XIII- Mas agora vai. O trânsfuga prepara o PPS para a morte e engendra uma nova força, que tendo o DNA disgênico de Roberto Freire, já nasce moribunda. O PSB, fundado em 1947 por João Mangabeira e refundado em 1985 por Jamil Haddad, Evandro Lins e Silva, Antônio Houaiss, Rubem Braga e Roberto Amaral, teve, até há bem pouco tempo, uma trajetória consequente como uma força da social-democracia de esquerda.

XIV- Sobre a atual fusão, ninguém melhor para comentar do que o primeiro secretário-geral do PSB de 1985 e ex-presidente da legenda, Roberto Amaral: “Já não existe o combativo partido que se opôs a Sarney, a Collor, que fez frente a FHC e à privataria tucana (…) tudo é possível esperar de sua atual direção. Essa mesma gente entregou o partido em Santa Catarina ao clã Bornhausen, no Paraná a Beto Richa (cuja obra está estampada nas manchetes) e acolheu em seus quadros, como deputado federal, o inefável Heráclito Fortes. (…) essa fusão é moralmente inaceitável, é o ponto final do PSB. É o sepultamento, no seu programa, do socialismo, do nacionalismo e da prática de uma política de esquerda”.

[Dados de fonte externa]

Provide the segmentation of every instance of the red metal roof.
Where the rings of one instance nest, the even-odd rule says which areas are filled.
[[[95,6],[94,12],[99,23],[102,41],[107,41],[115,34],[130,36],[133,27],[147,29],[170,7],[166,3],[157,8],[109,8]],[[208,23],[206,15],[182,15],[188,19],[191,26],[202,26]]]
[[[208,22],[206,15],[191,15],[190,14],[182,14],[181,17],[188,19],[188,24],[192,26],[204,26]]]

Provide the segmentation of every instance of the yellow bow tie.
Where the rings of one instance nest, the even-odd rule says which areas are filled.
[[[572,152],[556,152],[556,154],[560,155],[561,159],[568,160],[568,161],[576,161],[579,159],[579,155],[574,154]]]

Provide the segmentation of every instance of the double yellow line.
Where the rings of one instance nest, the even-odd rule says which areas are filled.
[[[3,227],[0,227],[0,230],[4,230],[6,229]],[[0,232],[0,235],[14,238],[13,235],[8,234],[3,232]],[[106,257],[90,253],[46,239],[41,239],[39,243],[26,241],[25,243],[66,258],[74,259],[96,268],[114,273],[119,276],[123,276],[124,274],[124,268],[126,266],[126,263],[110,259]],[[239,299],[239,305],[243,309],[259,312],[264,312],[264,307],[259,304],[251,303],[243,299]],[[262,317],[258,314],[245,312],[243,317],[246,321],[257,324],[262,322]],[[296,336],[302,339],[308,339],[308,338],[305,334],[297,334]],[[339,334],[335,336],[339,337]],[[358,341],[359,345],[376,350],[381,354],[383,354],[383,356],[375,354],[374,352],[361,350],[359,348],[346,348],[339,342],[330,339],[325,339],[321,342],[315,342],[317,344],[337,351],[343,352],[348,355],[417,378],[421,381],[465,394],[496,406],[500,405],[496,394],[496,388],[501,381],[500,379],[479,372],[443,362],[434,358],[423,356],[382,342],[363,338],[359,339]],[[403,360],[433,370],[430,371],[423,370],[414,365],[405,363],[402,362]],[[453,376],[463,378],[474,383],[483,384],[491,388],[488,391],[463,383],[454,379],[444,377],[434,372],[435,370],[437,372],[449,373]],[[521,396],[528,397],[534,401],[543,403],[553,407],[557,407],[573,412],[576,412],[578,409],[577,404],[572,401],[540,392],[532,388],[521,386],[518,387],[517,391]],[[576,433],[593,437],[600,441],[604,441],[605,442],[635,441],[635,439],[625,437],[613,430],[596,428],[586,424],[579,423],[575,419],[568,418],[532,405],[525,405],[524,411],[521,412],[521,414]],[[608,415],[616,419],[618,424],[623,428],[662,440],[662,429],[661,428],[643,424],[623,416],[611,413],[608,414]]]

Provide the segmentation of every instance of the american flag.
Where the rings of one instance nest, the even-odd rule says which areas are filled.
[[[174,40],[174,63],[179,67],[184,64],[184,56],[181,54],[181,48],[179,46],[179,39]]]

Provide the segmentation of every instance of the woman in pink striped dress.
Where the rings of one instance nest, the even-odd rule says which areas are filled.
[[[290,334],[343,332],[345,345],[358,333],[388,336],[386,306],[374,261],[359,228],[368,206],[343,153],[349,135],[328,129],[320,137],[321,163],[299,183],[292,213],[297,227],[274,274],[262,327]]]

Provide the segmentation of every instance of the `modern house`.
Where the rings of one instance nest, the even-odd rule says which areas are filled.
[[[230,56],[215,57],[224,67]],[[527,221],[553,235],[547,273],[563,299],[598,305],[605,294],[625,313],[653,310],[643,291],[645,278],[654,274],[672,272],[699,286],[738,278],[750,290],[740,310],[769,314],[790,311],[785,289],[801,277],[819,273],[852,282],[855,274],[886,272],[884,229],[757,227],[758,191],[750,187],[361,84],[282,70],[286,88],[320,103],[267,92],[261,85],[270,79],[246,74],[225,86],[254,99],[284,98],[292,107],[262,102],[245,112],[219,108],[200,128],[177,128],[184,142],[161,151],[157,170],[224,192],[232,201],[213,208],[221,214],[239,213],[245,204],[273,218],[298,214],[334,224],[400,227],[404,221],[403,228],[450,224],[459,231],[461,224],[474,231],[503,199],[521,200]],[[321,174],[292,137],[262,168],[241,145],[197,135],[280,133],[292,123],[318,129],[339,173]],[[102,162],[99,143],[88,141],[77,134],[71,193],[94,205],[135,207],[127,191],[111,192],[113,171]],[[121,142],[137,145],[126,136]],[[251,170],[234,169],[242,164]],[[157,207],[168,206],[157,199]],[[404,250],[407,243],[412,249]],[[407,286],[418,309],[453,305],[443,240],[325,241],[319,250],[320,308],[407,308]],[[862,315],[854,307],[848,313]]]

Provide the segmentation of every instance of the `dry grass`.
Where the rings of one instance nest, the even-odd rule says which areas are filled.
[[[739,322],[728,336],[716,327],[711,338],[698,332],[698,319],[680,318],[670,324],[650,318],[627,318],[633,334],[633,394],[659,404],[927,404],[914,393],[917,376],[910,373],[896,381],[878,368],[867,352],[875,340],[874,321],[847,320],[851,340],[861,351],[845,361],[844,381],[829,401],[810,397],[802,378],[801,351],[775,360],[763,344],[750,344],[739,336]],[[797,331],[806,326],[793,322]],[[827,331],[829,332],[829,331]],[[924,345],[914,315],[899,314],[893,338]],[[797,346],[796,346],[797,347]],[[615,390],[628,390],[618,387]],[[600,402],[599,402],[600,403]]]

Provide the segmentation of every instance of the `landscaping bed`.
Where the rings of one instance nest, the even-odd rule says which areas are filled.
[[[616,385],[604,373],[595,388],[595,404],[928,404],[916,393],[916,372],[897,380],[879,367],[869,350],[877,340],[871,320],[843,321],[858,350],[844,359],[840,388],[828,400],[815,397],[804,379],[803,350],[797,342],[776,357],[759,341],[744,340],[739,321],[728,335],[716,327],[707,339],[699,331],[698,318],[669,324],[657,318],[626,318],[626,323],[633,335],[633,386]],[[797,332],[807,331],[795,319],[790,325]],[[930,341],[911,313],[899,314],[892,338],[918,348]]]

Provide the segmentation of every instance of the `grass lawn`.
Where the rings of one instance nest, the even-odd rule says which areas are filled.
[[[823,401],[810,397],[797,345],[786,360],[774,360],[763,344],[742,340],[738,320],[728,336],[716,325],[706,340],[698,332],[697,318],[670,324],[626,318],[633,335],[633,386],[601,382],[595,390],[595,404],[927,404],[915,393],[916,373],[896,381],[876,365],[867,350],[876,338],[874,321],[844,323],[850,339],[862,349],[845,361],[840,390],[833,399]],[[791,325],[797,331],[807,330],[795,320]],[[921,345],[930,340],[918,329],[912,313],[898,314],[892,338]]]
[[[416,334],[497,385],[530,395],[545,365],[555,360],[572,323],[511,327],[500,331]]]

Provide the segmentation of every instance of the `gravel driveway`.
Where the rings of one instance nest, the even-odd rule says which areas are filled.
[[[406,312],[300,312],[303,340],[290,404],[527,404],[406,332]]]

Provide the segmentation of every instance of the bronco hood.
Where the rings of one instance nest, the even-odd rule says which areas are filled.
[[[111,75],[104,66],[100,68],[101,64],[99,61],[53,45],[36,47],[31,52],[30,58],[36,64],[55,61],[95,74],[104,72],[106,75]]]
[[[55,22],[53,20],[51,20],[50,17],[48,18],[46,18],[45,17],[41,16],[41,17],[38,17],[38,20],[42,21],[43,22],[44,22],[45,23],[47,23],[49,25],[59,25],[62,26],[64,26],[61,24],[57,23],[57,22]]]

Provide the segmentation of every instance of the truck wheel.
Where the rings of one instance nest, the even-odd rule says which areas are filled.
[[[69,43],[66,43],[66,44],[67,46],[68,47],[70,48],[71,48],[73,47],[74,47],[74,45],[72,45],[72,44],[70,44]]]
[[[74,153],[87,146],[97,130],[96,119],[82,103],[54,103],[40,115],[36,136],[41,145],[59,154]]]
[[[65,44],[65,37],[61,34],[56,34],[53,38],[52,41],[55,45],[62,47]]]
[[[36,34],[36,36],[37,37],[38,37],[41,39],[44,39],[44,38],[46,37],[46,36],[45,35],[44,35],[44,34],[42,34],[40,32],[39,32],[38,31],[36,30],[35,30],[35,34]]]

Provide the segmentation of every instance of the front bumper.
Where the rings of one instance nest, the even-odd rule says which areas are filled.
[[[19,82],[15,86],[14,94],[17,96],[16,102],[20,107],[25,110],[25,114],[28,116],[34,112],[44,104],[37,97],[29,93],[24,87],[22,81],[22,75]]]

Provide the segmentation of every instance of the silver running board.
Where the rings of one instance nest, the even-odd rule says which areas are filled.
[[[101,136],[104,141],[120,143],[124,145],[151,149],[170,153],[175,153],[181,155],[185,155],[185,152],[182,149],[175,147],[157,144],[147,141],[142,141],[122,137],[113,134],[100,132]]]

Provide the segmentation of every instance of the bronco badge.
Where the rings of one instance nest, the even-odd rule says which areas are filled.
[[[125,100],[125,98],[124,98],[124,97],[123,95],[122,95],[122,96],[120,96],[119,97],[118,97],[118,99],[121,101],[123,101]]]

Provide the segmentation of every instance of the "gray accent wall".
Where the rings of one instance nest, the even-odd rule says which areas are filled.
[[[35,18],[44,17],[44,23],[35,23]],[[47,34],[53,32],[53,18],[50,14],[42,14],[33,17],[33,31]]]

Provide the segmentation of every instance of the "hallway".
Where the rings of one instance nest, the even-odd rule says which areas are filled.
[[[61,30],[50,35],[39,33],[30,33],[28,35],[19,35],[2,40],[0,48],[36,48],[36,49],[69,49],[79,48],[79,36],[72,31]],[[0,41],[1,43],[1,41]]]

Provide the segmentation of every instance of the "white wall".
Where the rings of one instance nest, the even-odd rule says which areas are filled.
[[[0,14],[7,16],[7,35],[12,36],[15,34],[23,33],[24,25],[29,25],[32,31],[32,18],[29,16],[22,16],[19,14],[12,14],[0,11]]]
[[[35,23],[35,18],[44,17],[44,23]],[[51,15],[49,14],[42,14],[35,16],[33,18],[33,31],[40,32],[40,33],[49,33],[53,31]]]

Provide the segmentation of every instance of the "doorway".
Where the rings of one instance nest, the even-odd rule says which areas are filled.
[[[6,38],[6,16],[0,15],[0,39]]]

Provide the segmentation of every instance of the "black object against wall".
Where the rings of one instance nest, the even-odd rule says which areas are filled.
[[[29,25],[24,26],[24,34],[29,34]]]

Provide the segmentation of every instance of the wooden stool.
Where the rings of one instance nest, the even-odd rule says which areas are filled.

XV- Na verdade, nada tem a oferecer de novo esta fusão do PSB com o PPS. Antigamente, garotos, em geral pobres e abandonados, eram castrados antes de entrarem na puberdade para que suas vozes não mudassem, garantindo assim um tom original para o coro das igrejas.

XVI – A prática da castração foi proibida apenas no final do século 19 e os castrati sumiram do mapa. A castração ideológica da esquerda é peculiar, pois neste caso não existe qualquer conotação de gênero: pode atingir indistintamente homens, mulheres ou partidos, pois do que se trata é do abandono de uma identidade e de seus compromissos basilares.

XVII- Neste sentido, PSB e PPS são os castrati do campo político. Unidas, suas vozes serão talvez agudas, mas para servir sempre ao mesmo coro de loas ao status quo do capital e da burguesia, som inevitável que embala esta união entre oportunismo e traição.